金姐被她逗乐了,用下巴指了指自己旗袍上那颗刚被江霓系上的盘扣。
“现在,”她也不理会之前江霓的话,“把它解开。”
退路都被堵死了,江霓深吸一口气,她指尖带着微颤,慢慢靠近那滑腻的墨绿色丝绸。就在即将触碰的前一刻,手停住了,悬在距离目标不到一公分的地方。
解个扣子而已,动啊!江霓在心里喊着,可那只手就像有了自己的想法,固执地僵在半空。
金姐不说话,就那么看着她,这种沉默的审视,比任何催促都更有压力。江霓额角渗出了冷汗,她咽了口唾沫,喉咙发干。。。
“金姐……”江霓的声音干涩,“它……不听话。”
金姐先是一愣,随即大笑起来,觉得眼前这个女人实在有趣。
“不听话?”她重复着,笑得花枝乱颤。然后,她伸出手,强势地握住江霓那只“不听话”的手,引导着它强行地按在了那颗盘扣上。
“行了,”金姐感受着她身体的僵硬,这才松开手,重写靠回沙发,“起来吧,看你这点出息。”
金姐摇了摇头,慢悠悠地整理好自己纹丝未动的盘扣,“看在你这张漂亮脸蛋的份上,今晚先放你一马。”

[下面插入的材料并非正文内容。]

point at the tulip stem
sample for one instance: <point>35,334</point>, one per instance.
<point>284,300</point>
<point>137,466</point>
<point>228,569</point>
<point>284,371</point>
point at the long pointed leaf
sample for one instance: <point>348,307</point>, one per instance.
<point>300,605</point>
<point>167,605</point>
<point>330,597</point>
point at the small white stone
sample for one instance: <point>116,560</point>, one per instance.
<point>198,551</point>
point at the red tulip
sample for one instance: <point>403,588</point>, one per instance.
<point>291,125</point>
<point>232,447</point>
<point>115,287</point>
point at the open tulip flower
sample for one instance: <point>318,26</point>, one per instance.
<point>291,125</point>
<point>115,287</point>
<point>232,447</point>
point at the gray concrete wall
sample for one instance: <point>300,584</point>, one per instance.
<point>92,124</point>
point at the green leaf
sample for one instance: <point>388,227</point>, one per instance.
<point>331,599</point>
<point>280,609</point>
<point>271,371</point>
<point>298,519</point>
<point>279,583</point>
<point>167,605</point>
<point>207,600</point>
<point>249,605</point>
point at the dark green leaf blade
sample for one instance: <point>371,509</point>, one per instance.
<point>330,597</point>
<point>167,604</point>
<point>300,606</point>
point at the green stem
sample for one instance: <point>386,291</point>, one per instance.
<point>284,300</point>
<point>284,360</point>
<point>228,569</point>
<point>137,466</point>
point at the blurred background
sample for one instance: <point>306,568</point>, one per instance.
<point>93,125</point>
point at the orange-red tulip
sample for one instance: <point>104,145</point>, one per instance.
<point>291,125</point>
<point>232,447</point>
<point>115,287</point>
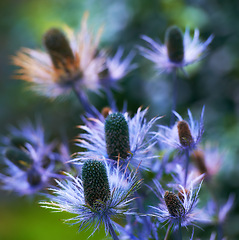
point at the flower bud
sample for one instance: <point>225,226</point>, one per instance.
<point>199,160</point>
<point>59,49</point>
<point>174,205</point>
<point>106,111</point>
<point>184,133</point>
<point>174,43</point>
<point>33,177</point>
<point>18,157</point>
<point>95,182</point>
<point>117,136</point>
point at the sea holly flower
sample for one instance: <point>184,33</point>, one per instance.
<point>30,161</point>
<point>119,137</point>
<point>182,135</point>
<point>116,68</point>
<point>99,195</point>
<point>178,50</point>
<point>72,61</point>
<point>177,207</point>
<point>208,159</point>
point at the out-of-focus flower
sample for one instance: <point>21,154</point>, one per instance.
<point>72,61</point>
<point>178,208</point>
<point>182,135</point>
<point>30,161</point>
<point>100,195</point>
<point>129,139</point>
<point>178,51</point>
<point>116,68</point>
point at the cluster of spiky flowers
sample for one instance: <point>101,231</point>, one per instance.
<point>103,186</point>
<point>101,193</point>
<point>31,163</point>
<point>119,137</point>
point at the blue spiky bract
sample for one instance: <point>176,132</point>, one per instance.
<point>95,182</point>
<point>174,42</point>
<point>117,136</point>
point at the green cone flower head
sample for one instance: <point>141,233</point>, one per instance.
<point>173,203</point>
<point>117,136</point>
<point>174,43</point>
<point>95,182</point>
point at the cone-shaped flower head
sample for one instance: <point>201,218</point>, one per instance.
<point>95,182</point>
<point>173,203</point>
<point>99,196</point>
<point>117,136</point>
<point>184,133</point>
<point>178,51</point>
<point>174,43</point>
<point>179,207</point>
<point>71,61</point>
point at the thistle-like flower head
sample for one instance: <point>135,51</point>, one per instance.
<point>119,137</point>
<point>116,68</point>
<point>70,60</point>
<point>30,161</point>
<point>175,207</point>
<point>178,51</point>
<point>182,135</point>
<point>100,194</point>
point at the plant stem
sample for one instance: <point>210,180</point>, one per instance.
<point>175,95</point>
<point>82,97</point>
<point>186,166</point>
<point>167,233</point>
<point>111,100</point>
<point>180,230</point>
<point>112,232</point>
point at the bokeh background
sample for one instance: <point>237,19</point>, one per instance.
<point>214,82</point>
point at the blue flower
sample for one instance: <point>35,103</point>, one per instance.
<point>182,135</point>
<point>141,141</point>
<point>72,195</point>
<point>30,161</point>
<point>117,68</point>
<point>192,51</point>
<point>180,207</point>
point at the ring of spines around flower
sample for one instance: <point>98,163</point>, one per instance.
<point>114,194</point>
<point>180,207</point>
<point>30,162</point>
<point>140,141</point>
<point>182,135</point>
<point>177,52</point>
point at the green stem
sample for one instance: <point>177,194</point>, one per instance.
<point>186,166</point>
<point>112,232</point>
<point>180,230</point>
<point>175,95</point>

“回去好好‘学习’一下,什么叫‘制造业’。”她顿了顿,眨了眨眼,笑容里带着一丝不容拒绝的甜腻:
“下次,它要是再敢闹脾气……”
“姐姐可就要用我自己的方法……来让它变得听话了。”
。。。。。。
“让我做上面那个?”江霓靠在车内的椅背上,借着车库顶灯的光,看着自己那十根刚被修剪得圆润的指甲。
这老娘们儿是把自己当成什么了?那种带开关和电池的玩意儿?
江霓烦躁地抓了抓头发,最终还是掏出手机找了个代驾。她现在需要一个绝对安静的地方来消化这一切,而那些灯红酒绿的会所,只会让她想起金姐那双灼人的眼睛。
当车停在楼下,筒子楼里混杂着油烟和霉味儿的空气涌入车窗,她竟然感到了片刻的安宁。这里很烂,很穷,但至少……不会有哪个女人逼着她去干“制造业”的活。
江霓脱下那双累人的高跟鞋,鬼使神差地放轻了脚步,甚至弯腰轻轻地放在了鞋柜旁。
客厅里没有开大灯,只有书桌上那盏不知道从哪个旧货市场淘来的小台灯还亮着,许幼宁正在书桌上睡着了,脑袋枕着一本厚厚的、看起来就让人头疼的专业书,黑框眼镜歪歪地挂在脸上,几乎要掉下来,遮住了半张清秀的脸。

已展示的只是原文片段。